As Seglen says, “for a journal’s impact factor to be reasonably representative of its articles, the citation rate of individual articles … should show a narrow distribution around the mean value (the journal’s impact factor).” But as you can see, the distribution of article citations is very skewed. Adding a single mean value to represent all the articles is simply not valid. It might work to use the mean to show an average human height, for example, but not an average citation for all articles in one journal.

Although Seglen’s graphic dates from the 1980s, the pattern of skewed distribution is very similar today (there are other examples in the Scholarly Kitchen post). Why then do Journal Impact Factors persist? One possible reason is because publishers love them. If a publisher can provide a metric that demonstrates that their journal is cited more than other journals, then libraries will buy it and stock it for the institution library. Useful for publishers’ sales, then, but not useful for academics.
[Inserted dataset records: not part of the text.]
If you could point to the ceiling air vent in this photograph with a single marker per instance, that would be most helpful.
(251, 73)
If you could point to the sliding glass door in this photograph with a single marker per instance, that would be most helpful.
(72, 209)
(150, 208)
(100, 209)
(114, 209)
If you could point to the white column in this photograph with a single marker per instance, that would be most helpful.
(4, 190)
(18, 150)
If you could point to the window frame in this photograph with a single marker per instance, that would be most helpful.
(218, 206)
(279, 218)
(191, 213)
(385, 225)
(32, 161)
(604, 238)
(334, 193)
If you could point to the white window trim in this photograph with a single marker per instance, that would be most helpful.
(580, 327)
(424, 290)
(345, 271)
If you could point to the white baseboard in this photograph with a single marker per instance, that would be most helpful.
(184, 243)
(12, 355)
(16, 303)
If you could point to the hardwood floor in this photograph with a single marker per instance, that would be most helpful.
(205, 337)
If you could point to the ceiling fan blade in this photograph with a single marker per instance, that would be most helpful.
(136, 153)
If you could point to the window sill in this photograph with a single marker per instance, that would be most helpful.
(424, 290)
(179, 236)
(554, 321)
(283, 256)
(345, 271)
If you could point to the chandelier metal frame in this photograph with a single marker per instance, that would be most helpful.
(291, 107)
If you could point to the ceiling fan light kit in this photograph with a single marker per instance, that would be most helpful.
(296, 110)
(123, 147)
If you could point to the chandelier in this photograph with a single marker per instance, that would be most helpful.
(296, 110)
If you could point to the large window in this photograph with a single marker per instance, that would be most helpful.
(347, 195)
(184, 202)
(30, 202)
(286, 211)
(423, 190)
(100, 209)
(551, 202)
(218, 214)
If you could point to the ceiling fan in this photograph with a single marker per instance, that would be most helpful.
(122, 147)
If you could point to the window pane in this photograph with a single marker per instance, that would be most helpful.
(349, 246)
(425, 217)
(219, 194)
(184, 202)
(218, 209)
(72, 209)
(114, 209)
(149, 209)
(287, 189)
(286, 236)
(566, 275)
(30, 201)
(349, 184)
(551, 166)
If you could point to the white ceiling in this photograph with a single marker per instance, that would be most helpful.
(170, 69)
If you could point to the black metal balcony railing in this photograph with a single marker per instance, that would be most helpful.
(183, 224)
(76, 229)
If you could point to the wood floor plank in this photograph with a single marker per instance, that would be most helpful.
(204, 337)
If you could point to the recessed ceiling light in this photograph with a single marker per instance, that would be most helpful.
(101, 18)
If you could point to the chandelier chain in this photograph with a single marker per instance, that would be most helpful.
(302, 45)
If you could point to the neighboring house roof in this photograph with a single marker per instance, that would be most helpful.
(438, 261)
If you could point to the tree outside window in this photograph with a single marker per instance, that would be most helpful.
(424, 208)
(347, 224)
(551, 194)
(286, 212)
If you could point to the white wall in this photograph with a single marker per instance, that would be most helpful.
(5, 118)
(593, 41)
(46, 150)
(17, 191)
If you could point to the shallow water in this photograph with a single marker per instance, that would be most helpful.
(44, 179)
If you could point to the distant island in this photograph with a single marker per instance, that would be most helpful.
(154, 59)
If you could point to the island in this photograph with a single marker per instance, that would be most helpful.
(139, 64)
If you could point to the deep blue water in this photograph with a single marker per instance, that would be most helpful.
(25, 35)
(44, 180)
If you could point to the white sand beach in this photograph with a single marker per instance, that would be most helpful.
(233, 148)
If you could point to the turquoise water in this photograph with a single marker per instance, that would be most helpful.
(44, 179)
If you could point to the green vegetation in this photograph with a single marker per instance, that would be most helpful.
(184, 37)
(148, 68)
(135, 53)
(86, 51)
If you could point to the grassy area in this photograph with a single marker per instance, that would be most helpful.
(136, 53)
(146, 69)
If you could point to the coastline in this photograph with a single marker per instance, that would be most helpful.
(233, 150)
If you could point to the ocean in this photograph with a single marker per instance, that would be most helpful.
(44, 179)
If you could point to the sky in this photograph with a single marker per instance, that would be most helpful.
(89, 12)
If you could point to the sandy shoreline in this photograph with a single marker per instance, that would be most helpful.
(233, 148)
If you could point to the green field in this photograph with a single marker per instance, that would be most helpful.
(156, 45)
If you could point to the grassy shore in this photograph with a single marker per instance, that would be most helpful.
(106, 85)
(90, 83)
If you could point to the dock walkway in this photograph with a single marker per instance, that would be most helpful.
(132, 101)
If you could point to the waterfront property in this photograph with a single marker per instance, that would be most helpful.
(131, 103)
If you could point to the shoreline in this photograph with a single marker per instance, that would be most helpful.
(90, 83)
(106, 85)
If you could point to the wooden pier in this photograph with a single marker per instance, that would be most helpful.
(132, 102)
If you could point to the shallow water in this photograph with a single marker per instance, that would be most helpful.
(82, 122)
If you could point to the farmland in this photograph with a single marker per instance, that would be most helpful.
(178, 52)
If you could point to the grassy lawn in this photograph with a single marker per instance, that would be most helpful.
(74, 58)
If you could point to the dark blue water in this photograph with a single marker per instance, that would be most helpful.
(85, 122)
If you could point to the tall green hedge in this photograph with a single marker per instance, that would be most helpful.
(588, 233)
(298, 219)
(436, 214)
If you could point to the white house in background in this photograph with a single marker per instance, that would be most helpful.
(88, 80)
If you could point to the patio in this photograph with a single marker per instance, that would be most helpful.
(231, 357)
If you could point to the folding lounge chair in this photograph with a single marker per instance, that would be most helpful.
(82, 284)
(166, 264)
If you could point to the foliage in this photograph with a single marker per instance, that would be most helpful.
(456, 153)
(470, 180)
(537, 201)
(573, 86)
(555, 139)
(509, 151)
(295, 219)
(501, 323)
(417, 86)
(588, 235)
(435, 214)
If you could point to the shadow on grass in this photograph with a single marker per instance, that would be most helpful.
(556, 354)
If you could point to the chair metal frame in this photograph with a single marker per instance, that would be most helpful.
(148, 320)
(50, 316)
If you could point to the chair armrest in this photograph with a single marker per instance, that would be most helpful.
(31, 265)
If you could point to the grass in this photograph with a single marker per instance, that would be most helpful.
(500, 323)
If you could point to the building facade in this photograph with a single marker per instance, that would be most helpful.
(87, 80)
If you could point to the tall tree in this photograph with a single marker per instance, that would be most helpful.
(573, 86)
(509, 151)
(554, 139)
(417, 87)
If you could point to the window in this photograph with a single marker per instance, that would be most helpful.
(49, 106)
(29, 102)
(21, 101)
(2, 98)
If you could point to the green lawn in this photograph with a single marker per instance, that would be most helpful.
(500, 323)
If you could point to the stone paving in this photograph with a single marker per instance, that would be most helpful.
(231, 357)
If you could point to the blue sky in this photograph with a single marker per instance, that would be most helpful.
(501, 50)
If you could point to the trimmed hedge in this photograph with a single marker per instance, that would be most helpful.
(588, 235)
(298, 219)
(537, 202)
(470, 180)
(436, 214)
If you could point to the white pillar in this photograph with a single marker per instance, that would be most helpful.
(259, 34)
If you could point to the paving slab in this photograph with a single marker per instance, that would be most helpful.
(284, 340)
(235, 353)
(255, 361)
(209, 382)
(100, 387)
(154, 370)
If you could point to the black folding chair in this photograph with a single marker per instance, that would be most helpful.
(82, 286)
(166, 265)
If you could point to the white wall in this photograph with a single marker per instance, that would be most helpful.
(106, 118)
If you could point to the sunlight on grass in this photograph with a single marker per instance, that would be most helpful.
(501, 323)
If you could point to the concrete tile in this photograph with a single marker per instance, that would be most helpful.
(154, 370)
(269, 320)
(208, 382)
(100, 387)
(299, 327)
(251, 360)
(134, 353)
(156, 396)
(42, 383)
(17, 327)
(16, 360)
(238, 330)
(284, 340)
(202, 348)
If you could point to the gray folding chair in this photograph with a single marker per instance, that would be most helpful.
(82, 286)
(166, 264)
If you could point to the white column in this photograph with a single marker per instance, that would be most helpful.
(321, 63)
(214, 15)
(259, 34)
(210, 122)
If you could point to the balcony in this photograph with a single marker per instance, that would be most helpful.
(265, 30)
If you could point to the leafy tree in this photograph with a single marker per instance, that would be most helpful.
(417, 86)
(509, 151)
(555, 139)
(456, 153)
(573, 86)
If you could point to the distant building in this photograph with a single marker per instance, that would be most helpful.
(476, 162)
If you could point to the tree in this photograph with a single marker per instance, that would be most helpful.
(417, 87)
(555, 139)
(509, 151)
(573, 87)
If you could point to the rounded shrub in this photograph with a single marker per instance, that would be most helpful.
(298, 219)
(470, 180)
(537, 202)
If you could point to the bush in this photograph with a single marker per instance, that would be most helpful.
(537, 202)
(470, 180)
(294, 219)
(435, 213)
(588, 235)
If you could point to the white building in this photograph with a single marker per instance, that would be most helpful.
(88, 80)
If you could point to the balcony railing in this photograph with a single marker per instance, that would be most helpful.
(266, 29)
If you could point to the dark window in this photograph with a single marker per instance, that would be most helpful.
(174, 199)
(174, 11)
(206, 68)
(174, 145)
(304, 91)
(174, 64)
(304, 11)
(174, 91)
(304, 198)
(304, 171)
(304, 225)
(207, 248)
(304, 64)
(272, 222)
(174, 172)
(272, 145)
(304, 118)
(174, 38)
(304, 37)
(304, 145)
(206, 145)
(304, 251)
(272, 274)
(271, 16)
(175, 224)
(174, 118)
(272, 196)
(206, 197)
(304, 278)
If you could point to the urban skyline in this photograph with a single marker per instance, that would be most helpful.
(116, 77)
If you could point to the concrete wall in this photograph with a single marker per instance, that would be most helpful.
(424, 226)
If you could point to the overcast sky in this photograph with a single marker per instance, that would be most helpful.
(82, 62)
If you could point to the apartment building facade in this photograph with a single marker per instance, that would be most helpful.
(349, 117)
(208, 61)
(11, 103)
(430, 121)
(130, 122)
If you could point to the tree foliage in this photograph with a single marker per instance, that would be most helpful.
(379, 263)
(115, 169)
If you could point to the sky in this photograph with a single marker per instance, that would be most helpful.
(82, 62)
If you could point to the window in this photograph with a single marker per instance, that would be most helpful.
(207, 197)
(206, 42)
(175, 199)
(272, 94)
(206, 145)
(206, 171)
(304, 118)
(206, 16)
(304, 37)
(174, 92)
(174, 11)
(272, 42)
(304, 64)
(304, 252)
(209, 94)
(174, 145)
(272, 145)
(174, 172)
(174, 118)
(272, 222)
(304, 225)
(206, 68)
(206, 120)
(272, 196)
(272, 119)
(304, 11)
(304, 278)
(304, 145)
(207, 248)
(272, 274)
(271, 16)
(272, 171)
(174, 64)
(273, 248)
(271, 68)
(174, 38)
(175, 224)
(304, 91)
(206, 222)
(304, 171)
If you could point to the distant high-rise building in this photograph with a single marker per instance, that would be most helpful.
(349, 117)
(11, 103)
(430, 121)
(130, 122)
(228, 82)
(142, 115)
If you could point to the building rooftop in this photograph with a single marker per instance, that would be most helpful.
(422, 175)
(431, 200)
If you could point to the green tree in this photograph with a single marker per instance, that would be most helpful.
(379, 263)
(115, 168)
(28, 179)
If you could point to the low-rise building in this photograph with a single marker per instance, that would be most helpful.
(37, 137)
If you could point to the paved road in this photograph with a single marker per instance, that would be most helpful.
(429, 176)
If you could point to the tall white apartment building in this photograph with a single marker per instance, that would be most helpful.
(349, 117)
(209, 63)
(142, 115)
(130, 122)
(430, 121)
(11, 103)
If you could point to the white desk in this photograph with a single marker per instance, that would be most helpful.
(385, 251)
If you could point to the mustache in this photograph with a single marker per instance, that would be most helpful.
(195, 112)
Could we switch to article impact factors? Interestingly, there is already an article impact factor: the Relative Citation Ratio (RCR). Launched at the end of 2015, it was created by the federally funded National Institutes of Health (NIH), and the paper explaining it was deposited on the preprint site bioRxiv (and not in a subscription journal). This metric improves on the journal impact factor by being article-based rather than journal-based, but also overcomes another limitation of impact factors. The RCR is based on the number of citations a paper receives divided by the average number of citations an article normally gets within that field. In other words, it attempts to show number of citations against a calculated norm for that discipline – a relative ranking, which makes sense within disciplines, but which would not be valid across disciplines.

Sensibly, the NIH have called for researchers to improve it. It was immediately criticized as only valid within biomedicine (which is what it was set up to measure), but nonetheless, it is already a great improvement on the Journal Impact Factor. It seems to be gaining acceptance; it was adopted by all the Digital Science companies (including ReadCube and Figshare) in July 2016.

If citation indexes were switched to measuring the number of citations by articles rather than by journal, it would also eliminate, incidentally, the problem revealed by Phil Davis in another Scholarly Kitchen post, pointing out differences in the way Elsevier and Thomson Reuters define an article, leading to major differences in the Journal Impact Factor as defined by the two publishers’ rival interpretations.  

What would the effect of removing the Journal Impact Factor? Most importantly, it would no longer matter in which journal an article was published. If the academic community believes in citations above all else, then let’s not cling to the superseded idea that publishing with a more prestigious publisher makes the article better.

If the idea of a Journal Impact Factor is discredited, why do so many people persist in trying to fine-tune it when a journal-based metric can never be representative? And why did the new RCR metric not get reported in Scholarly Kitchen? Is it perhaps because it might further weaken the influence of publishers selling subscription-based journals to institutions?